Il semblerait que notre époque mélange tout et, dans sa tentative de concilier des traditions diverses, ne parvienne pas à faire coïncider ses aspirations sociales et les comportements culturels. Car à l'interdit grec qu'un adulte joue à l'éphèbe auquel s'est ajouté l'interdit romain que les relations amoureuses unisexes aient lieu au sein de la société libre s'est ajouté l'interdit religieux que ces relations unisexes aient lieu par principe ; et que les relations amoureuses, uni- ou intersexes, aient lieu hors mariage... Mais la société chrétienne n'était pas non plus spécialement démocratique... Alors ?...
L'essai nous donne quelques éléments de compréhension - peut-être de solution... Et résonne particulièrement aujourd'hui : ce serait la notion de plaisir qui serait au centre de tout : donner serait honteux, tandis que prendre édifierait. de là les scandales contemporains, les frustrations, les bottom power, le féminisme viril et l'investissement du concept de "masculinité toxique » : il s'agirait de nos jours de savoir qui prend à qui pour savoir qui est victime de qui et donc qui doit se plaindre de qui... Où l'on saisit que cette conception très inégalitaire, anti-psychanalytique et passablement fantasmée d'êtres ravisseurs et de créatures ravies ne peut en effet que produire des catastrophes… parce qu'elle est complétement en désaccord avec ce que la psychologie, la sociologie, et tous les mots en -gie ont apporté à la culture depuis qu'ils existent.
Si l'on reprend depuis le début, il convient alors de rétablir les axes de la légalité selon ceux de la culture et d'établir ceux de la culture selon la réalité des besoins et des expériences vécues, individuellement et socialement.
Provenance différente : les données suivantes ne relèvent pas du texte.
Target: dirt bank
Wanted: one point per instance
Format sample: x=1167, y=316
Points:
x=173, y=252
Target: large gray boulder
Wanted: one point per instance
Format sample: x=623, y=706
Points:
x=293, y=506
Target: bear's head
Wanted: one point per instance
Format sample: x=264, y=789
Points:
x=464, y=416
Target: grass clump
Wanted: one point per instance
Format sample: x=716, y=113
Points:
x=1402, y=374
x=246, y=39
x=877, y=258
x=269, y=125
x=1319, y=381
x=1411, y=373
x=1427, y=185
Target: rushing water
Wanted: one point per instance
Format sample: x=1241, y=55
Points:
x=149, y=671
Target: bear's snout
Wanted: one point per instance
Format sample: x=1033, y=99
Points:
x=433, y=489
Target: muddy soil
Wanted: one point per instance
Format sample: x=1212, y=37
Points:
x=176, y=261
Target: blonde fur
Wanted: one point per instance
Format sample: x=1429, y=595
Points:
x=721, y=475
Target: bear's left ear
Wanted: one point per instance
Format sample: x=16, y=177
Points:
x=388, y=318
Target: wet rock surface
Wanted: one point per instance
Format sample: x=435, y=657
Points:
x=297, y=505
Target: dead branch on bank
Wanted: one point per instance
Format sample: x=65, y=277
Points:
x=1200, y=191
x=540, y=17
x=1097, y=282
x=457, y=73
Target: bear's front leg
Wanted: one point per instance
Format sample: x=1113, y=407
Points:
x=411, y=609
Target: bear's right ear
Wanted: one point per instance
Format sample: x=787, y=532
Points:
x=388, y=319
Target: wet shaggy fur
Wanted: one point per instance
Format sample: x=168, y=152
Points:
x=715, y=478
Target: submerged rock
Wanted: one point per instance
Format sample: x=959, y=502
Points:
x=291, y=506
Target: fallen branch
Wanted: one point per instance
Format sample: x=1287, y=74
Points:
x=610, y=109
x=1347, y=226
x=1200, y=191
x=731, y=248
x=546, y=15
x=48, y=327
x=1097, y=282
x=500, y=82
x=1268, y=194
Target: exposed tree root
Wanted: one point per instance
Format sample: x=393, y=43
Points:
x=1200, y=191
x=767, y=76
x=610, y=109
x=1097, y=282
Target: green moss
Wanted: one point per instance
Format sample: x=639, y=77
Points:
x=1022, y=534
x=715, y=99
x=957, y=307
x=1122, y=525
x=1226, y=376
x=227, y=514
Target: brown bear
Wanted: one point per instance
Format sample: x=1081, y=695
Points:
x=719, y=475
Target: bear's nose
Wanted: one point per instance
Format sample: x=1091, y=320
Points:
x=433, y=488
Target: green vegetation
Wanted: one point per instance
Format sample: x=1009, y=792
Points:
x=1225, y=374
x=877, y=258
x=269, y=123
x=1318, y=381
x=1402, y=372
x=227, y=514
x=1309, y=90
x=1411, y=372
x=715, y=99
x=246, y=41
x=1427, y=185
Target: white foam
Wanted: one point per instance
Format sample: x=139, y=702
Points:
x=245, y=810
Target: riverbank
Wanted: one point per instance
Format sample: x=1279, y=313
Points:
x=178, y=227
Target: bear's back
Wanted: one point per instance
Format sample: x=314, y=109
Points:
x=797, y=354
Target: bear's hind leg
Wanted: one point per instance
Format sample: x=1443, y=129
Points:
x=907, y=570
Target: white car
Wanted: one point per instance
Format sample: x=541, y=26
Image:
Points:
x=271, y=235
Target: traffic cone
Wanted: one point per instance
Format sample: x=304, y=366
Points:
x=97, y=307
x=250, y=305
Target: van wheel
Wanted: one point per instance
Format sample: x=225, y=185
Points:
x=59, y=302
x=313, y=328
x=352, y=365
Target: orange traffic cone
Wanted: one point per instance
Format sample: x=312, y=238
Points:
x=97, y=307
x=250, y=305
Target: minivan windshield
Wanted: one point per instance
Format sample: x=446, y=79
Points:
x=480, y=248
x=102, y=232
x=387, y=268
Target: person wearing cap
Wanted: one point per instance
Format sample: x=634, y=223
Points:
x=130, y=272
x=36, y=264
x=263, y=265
Ces dernières menant à ce qu'une personne donne autant qu'elle reçoit (principe d'égalité), de la manière qui convient aux parties prenantes (principe de liberté, qui implique que la liberté puisse s'exercer et soit reconnue, ce qui impose la majorité si un.e adulte est partie prenante et la pleine possession des moyens intellectuels si un.e interventant.e en est doué.e (et un encadrement légal sinon)). Reste ensuite la question de la fidélité - qui semble se rapporter à la question patrimoniale (en cas de naissances) et à un accord inter-individuel (y a-t-il blessure narcissique au sein de notre couple si je, si tu ?).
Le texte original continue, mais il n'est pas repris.